The CRC offers refurbished computers and monitors for $25 each, as well as assorted software and scanners it receives from the university. Students also get the keyboard, mouse and power cords free of charge with their orders.
Jonathan Latko, manager of the CRC, has been working for more than two years to get the facility ready and known to university departments, as well as students. He uses a specific system for ordering that encourages self-service.
“Once we get the machines ready, we put them online,” Latko said. “For the first 30 days they’re online, only the departments can see them. Then, they move to personal purchase. You can log in and pick out your computer, monitor, printer and scanner, and complete your order and you come by and pick it up in a few days.”
The system for payment is made simple with a policy exclusive to Diamond Dollars to avoid problems. Students can deposit Diamond Dollars into their accounts at the office on Liacouras Walk or through TUportal. However, there is a limit to ordering from the CRC.
“You only get one order per semester,” Latko said. “There are ordering dates set to the first day in September, January and May, so three times a year you can buy a computer.”
Jonathan Latko, who developed the CRC from scratch four years ago, created something elite without even realizing it. Latko, with five student workers and one full-time employee, works daily to retrieve old equipment throughout Temple’s campuses and refurbish them so it’s ready to be sold.
“I present our entire system to about 50 universities twice every year, and nobody else has anything exactly like this,” he said. “So it’s pretty important.”

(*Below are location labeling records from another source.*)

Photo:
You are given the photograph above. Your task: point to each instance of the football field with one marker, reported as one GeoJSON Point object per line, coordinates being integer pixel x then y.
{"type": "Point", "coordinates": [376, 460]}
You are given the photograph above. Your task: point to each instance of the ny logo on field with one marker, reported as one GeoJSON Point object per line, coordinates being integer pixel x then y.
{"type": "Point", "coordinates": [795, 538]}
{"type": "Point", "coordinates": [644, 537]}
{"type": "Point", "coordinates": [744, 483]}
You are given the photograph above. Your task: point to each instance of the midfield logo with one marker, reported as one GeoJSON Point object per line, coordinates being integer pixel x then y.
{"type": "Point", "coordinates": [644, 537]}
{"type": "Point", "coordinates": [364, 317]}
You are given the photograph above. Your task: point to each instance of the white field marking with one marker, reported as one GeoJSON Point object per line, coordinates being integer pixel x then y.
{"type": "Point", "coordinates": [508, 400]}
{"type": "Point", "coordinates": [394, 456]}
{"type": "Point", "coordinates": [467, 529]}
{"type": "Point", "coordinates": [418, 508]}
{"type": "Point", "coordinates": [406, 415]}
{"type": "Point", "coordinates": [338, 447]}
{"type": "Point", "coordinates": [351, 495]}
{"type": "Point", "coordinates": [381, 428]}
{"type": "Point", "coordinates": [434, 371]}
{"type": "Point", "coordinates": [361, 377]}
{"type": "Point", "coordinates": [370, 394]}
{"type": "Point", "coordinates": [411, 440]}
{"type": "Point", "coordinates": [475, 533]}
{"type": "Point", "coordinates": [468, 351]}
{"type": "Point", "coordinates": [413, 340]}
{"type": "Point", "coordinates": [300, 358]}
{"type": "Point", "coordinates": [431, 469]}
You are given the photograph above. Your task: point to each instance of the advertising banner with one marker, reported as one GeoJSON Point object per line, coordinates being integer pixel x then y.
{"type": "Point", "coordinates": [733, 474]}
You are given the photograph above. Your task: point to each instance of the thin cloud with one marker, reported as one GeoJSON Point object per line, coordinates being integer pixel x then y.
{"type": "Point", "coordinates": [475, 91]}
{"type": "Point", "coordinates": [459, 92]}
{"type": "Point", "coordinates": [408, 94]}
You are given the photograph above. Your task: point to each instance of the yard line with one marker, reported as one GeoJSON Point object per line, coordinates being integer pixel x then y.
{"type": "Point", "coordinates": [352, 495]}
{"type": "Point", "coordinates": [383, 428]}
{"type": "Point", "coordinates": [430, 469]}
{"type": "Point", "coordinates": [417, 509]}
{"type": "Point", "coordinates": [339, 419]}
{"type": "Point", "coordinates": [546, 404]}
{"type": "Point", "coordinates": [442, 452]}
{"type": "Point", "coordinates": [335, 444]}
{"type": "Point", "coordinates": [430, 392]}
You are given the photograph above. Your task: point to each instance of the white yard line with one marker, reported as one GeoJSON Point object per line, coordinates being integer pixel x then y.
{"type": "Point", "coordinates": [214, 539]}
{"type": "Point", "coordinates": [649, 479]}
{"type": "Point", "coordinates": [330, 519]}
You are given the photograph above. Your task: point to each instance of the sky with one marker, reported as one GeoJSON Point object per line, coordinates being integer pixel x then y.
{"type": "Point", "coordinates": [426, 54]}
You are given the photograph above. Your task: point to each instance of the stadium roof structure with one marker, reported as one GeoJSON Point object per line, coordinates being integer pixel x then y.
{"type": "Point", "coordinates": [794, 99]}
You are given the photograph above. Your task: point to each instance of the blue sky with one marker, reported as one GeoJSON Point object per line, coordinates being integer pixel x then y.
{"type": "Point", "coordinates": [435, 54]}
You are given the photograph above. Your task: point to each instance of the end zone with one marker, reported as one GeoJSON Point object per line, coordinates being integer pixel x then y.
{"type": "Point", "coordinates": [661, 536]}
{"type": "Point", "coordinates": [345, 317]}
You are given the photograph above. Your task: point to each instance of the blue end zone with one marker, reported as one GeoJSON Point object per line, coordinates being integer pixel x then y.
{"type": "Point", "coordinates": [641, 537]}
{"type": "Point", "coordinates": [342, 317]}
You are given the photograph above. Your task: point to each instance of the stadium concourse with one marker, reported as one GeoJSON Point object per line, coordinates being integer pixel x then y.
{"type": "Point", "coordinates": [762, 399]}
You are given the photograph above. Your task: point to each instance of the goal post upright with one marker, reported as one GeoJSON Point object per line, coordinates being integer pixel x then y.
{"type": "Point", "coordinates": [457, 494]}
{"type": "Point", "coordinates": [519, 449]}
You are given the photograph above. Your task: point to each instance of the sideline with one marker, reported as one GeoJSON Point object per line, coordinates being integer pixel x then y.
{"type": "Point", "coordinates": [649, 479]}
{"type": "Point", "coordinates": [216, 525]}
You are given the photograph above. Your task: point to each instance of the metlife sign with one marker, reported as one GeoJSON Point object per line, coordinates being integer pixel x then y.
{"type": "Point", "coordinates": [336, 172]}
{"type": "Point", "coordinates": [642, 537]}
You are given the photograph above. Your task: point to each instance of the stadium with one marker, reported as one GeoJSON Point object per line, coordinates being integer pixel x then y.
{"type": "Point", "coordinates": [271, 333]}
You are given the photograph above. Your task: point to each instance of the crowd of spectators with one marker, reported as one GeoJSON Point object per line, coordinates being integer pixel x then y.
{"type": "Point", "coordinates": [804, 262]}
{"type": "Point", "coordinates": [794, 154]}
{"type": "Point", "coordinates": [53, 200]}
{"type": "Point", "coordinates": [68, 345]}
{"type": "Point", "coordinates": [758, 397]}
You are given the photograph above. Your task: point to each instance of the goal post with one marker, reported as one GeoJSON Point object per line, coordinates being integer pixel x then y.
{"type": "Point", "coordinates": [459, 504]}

The CRC is also looking to use its computers to better the community surrounding Temple. This non-profit donation system will give underprivileged locals a technological advantage they wouldn’t otherwise have.
“We are able to get licenses for $5 each,” Latko said. “We’ll set up small computer labs for community groups, churches and schools. Soon, we’ll send 200 Macintoshes to schools in the neighborhood that Temple deals with.”
The CRC is also planning to run a collection campaign in the spring, during which students can bring any equipment they just want to get rid of. They’ll have trucks ready so that students can simply drop anything off that they no longer want.
The largest problem the CRC has right now is it is unknown to most students. It started off small, and over time gained more equipment and began to have a larger workload, and in turn, more inventory.
“Nobody expected me to be here,” Latko said. “Nobody expected me to have a full-time person. The more we can provide, the more revenue we can return, and the more they’ll allow me to expand.”
The CRC does everything it can to get computers for students who need them, which is why it doesn’t charge much. Latko tries to make the process as easy and inexpensive as possible.
“We’re not here to make money,” he said. “We’re here to give you something you can use. A lot of students come to campus and they don’t have a computer. We can help them.”